The PS4’s loving dad (or at least one of its fathers) Mark Cerny did a lot of thinking on the console’s architecture even before the first piece of circuitry was printed, so who can better explain how the much touted 8 gigabytes of unified GDRR5 RAM work in conjunction with the bus, and why that solution was implemented?
While speaking at a conference during GameLab 2013 in Barcelona Cerny did just that.
First of all, he explained that third parties were consulted on what they would have liked to see in a next generation console. The number one piece of feedback from more than thirty development teams was about the RAM (not surprisingly, considering how the limited RAM of the PS3 affected third party development during the current generation), and it was not what Cerny thought it would be:
Turn out that the number one piece of feedback was that they wanted a system with unified memory. That means just one pool of high speed memory. Not the two that are found on PC or on PlayStation 3.
Then he explained the new philosophy that stood behind many of the technical choices made at the base of the PS4’s architecture and specs:
I took a simpler approach: in some way it was like Nolan Bushnell’s famous philosophy for designing arcade games. He said that they should be easy to learn but difficult to master. By that he meant that anyone should be able to put a quarter on that arcade machine and have fun playing it immediately, but there needed to be enough depth to the game that it would take months for the players to fully develop their skills and to master it.
My variation on this was that the hardware should have a familiar architecture and be easy to develop for in the early days of the console life cycle, but also there needed to be a rich feature set which the game creators could explore for years. to put a more specific timeline on that, perhaps some solid features for year one and some very interesting additional features, perhaps more speculative, for year three or four of the console life time.
Another way to express this is that we didn’t want the hardware to be a puzzle that the developers would need to solve in order to make quality titles.
And then, from the philosophical he moved to the technical, so you better get some coffee because we’ll have to try to wrap our brains around this (and maybe it’s just better to take Cerny’s word for it):
The architecture that we ended up with for PlayStation 4 uses a 256 bit bus and a type of memory found in top-of-the-line graphics cards called GDDR5. The combination of this wide bus and this fast memory gives 176 gigabytes per second [of bandwidth], which — many of you will have to take my word for it — is quite a lot.

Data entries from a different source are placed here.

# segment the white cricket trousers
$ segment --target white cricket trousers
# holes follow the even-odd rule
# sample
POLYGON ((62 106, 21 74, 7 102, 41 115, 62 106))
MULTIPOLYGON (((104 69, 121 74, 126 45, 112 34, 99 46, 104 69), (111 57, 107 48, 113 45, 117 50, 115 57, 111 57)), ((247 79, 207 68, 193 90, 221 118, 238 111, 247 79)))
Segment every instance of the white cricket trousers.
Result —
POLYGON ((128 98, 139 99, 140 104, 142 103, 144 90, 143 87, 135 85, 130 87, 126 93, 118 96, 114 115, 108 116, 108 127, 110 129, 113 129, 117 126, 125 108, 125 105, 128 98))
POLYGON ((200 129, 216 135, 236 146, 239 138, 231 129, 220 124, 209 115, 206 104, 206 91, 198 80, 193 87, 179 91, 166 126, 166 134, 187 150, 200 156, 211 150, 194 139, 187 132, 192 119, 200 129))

With that much bandwidth, straightforward programming techniques usually result in some pretty impressive graphics.
Now, we knew that there was an alternative architecture that would be a bit easier to manufacture. In this architecture we would use a narrower 128 bit bus which would drop the bandwidth down to 88 gigabtes per second, which is not particularly good in next generation terms, and therefore would really hurt the graphic performance. So we then used some very fast on-chip memory to bring the performance back up.
If we used eDRAM for this on-chip memory, we knew that bandwidths of as much as one terabyte per second — that’s a thousand gigabytes per second — would be achievable. The catch though, is that the on-chip memory would need to be very small, and each game team would need to develop special techniques in order to manage it.
To compare these two architectures, the one on the left has 176 gigabytes per second for any access, the one on the right 88 gigabytes per second if the data is in system memory or a thousand gigabytes per second if the data is in that tiny eDRAM. At first glance the architecture on the right looks far superior to the one on the left, and sure, it takes a while to figure out how to use it, but once you understand how to use that little cache of eDRAM, you can unlock the full potential of the hardware.
Surprisingly, especially considering the PS3 precedent (or maybe not surprisingly at all, as Sony learned from its mistakes), the choice didn’t fall on the second solution:
But, to our new way of thinking the straightforward approach on the left is definitely advantageous. It gives us excellent day one performance, and we can find other features for the programmers to explore in later years.
In other words, it may be counterintuitive, but 176 is much larger than 1088.
As a result of this “less is more” choice the “time to triangle” (the time necessary to create a graphical system able to match the capabilities of the hardware) has gone back down to the 1-2 months that were necessary for the first PlayStation, from the 6-12 months needed for the PS3, benefitting developers, that already have engines compatible with this PC-like architecture, and indie developers. That terabyte per second of bandwidth may have sounded very tempting, but I bet quite a few devs are now thanking Mark Cerny for deciding against it.